In a number of ways, this year’s Founders’ Day ceremony was unusual: there are not many schools in Cape Town which can boast of providing educational excellence to Capetonians (and beyond) for 133 years. It was also unusual, because the formal celebration of the occasion didn’t take place in the Aileen Currie Hall as it has done for many years. And thirdly, the nature of the celebration marked a significant shift from those of the past.

Perhaps at this point in South Africa’s history and indeed the school’s history, perhaps it was apt that it should be a thought-provoking, moving and inspiring event. While there were significant and important traditions that remained, such as the flag procession and  singing of the Girls’ High and Girls’ Junior school songs, in keeping with the work that the schools have embarked on in creating inclusive environments, there was a focus on those who have worked towards creating a less discriminatory South Africa.

There were performances by the Wynberg Girls’ Junior School Vocal Ensemble, the Ubuntu Choir and the Wynberg Girls’ High School choir, and the lighting of two candles of remembrance – for our past Wynberg girls and staff  and for those who participated in the struggle to create a less discriminatory South Africa.

Then there was a lighting of the flame of the future of the Wynberg Girls’ Schools. Speeches were given by Mrs Harding and Ms Jenny Lones, Head Girl of the Class of 1967. While Mrs Harding focused on our needing to find the strength and courage to be the change we want to see, Ms Lones focused on the influential women of the 60’s.  The occasion ended with the welcoming of the Class of 2017 to Wynberg Old Girls’ Union and the offering of Life Membership to Jessica Stephen and Chloe Johnson, 2017 Head of School and Chairperson of the RCL respectively.

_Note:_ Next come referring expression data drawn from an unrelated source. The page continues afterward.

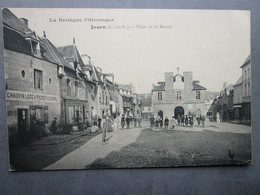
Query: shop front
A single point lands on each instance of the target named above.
(76, 112)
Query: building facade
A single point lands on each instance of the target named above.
(31, 75)
(178, 95)
(146, 105)
(246, 90)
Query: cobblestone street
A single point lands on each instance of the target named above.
(148, 147)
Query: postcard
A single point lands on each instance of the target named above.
(127, 88)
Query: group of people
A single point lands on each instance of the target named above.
(159, 122)
(185, 121)
(130, 122)
(107, 122)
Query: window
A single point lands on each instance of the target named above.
(197, 95)
(68, 88)
(178, 95)
(23, 74)
(35, 47)
(159, 95)
(37, 79)
(209, 113)
(76, 89)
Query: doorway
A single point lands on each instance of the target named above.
(178, 111)
(160, 114)
(23, 124)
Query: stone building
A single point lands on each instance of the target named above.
(31, 76)
(238, 99)
(225, 102)
(178, 95)
(131, 102)
(146, 105)
(73, 83)
(246, 90)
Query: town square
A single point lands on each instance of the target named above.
(126, 104)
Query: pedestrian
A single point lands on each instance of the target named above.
(99, 122)
(191, 121)
(123, 121)
(182, 120)
(203, 121)
(127, 122)
(166, 123)
(54, 126)
(139, 121)
(152, 121)
(160, 122)
(218, 118)
(135, 122)
(186, 120)
(198, 120)
(105, 129)
(179, 120)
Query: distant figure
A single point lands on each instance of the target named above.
(218, 118)
(166, 123)
(127, 122)
(182, 120)
(198, 120)
(152, 121)
(191, 121)
(54, 126)
(105, 129)
(99, 122)
(139, 121)
(173, 122)
(135, 122)
(161, 122)
(179, 120)
(203, 121)
(123, 121)
(186, 120)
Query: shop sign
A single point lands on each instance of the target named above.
(12, 95)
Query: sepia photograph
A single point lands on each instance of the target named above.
(127, 88)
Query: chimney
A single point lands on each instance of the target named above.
(225, 85)
(25, 21)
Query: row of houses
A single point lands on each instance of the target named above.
(44, 82)
(177, 95)
(234, 100)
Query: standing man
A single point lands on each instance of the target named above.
(139, 121)
(99, 122)
(203, 121)
(152, 121)
(123, 121)
(127, 122)
(218, 118)
(166, 123)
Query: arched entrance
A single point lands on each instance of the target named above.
(178, 111)
(160, 114)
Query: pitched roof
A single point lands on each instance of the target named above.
(12, 21)
(71, 54)
(160, 87)
(247, 61)
(146, 101)
(51, 53)
(239, 81)
(15, 33)
(196, 86)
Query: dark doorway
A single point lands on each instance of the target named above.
(160, 113)
(178, 111)
(23, 124)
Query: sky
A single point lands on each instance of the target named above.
(139, 46)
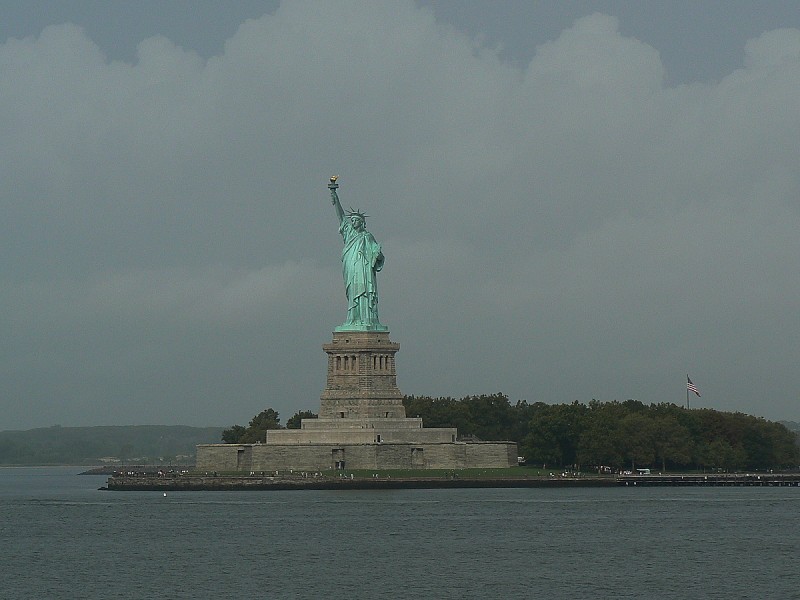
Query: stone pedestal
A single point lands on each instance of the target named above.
(362, 381)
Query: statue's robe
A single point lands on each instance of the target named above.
(361, 260)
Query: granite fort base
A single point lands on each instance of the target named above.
(362, 424)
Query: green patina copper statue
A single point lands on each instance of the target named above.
(361, 260)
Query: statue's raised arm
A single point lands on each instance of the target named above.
(362, 258)
(332, 186)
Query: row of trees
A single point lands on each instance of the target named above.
(256, 431)
(620, 435)
(626, 434)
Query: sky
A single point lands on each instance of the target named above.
(576, 200)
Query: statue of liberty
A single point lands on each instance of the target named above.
(361, 260)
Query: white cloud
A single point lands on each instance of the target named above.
(564, 230)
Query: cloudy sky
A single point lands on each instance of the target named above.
(576, 200)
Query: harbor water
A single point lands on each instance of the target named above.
(62, 538)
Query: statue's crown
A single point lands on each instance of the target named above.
(357, 213)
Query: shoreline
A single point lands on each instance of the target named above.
(282, 483)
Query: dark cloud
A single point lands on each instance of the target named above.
(573, 227)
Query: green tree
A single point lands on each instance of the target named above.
(233, 434)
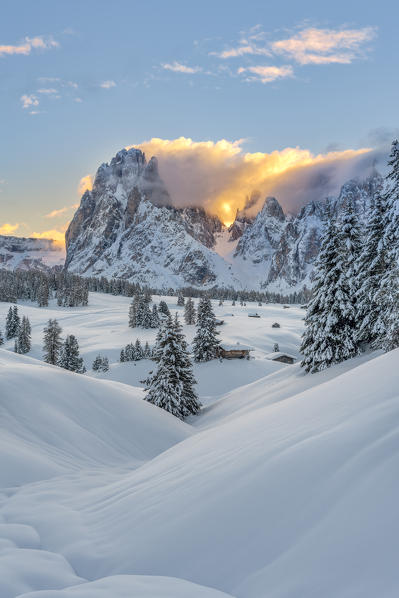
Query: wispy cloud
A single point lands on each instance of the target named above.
(8, 229)
(108, 84)
(56, 213)
(29, 101)
(324, 46)
(30, 43)
(267, 74)
(47, 90)
(177, 67)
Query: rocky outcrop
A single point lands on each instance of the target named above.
(126, 226)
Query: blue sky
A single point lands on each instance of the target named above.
(81, 79)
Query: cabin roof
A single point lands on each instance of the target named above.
(227, 347)
(277, 354)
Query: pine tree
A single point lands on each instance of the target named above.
(180, 299)
(154, 317)
(205, 343)
(163, 308)
(171, 385)
(371, 266)
(52, 342)
(138, 350)
(69, 356)
(330, 321)
(10, 333)
(100, 364)
(189, 312)
(24, 336)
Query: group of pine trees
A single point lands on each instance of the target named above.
(135, 352)
(18, 329)
(65, 353)
(355, 302)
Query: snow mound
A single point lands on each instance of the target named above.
(53, 421)
(295, 498)
(129, 586)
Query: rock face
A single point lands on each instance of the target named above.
(126, 226)
(20, 253)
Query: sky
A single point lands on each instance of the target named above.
(244, 90)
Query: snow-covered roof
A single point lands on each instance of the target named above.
(236, 347)
(277, 354)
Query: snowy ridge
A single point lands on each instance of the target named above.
(126, 226)
(28, 253)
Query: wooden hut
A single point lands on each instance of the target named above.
(281, 357)
(234, 351)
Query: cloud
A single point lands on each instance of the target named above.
(324, 46)
(177, 67)
(56, 213)
(8, 229)
(47, 90)
(54, 233)
(29, 100)
(267, 74)
(29, 44)
(108, 84)
(85, 184)
(220, 176)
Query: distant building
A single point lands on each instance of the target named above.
(281, 357)
(234, 351)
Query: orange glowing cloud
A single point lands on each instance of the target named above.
(85, 184)
(220, 176)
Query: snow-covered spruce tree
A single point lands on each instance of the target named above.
(330, 321)
(371, 266)
(69, 356)
(52, 342)
(24, 336)
(154, 317)
(12, 323)
(180, 299)
(163, 308)
(169, 386)
(386, 327)
(189, 312)
(205, 343)
(100, 364)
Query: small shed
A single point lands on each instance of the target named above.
(281, 357)
(234, 351)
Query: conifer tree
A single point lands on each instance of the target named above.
(52, 342)
(330, 321)
(189, 312)
(370, 268)
(24, 336)
(180, 299)
(205, 343)
(69, 356)
(154, 317)
(171, 385)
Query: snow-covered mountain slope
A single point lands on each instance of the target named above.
(126, 226)
(27, 254)
(54, 422)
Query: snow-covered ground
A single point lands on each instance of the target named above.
(284, 486)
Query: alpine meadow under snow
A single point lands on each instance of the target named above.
(282, 485)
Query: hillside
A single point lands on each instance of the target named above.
(283, 485)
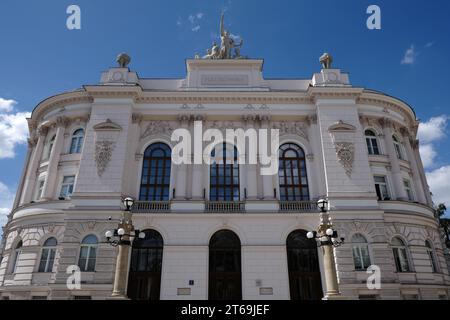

It was to the joyous and celebratory sounds of Ndihamba Nawe 1 performed by our Marimba Band that guests left the Vera Lawton Hall.  To our great delight, there was to this piece a spontaneous singing and dancing of our students as they returned to the High School to enjoy doughnuts and an early closing of school.

1Ndihamba Nawe literally means “I’m going with you”, but it has much greater significance in the Zulu culture. When you say Ndihamba nawe, you’re essentially telling someone that “I choose you” – We certainly choose Wynberg!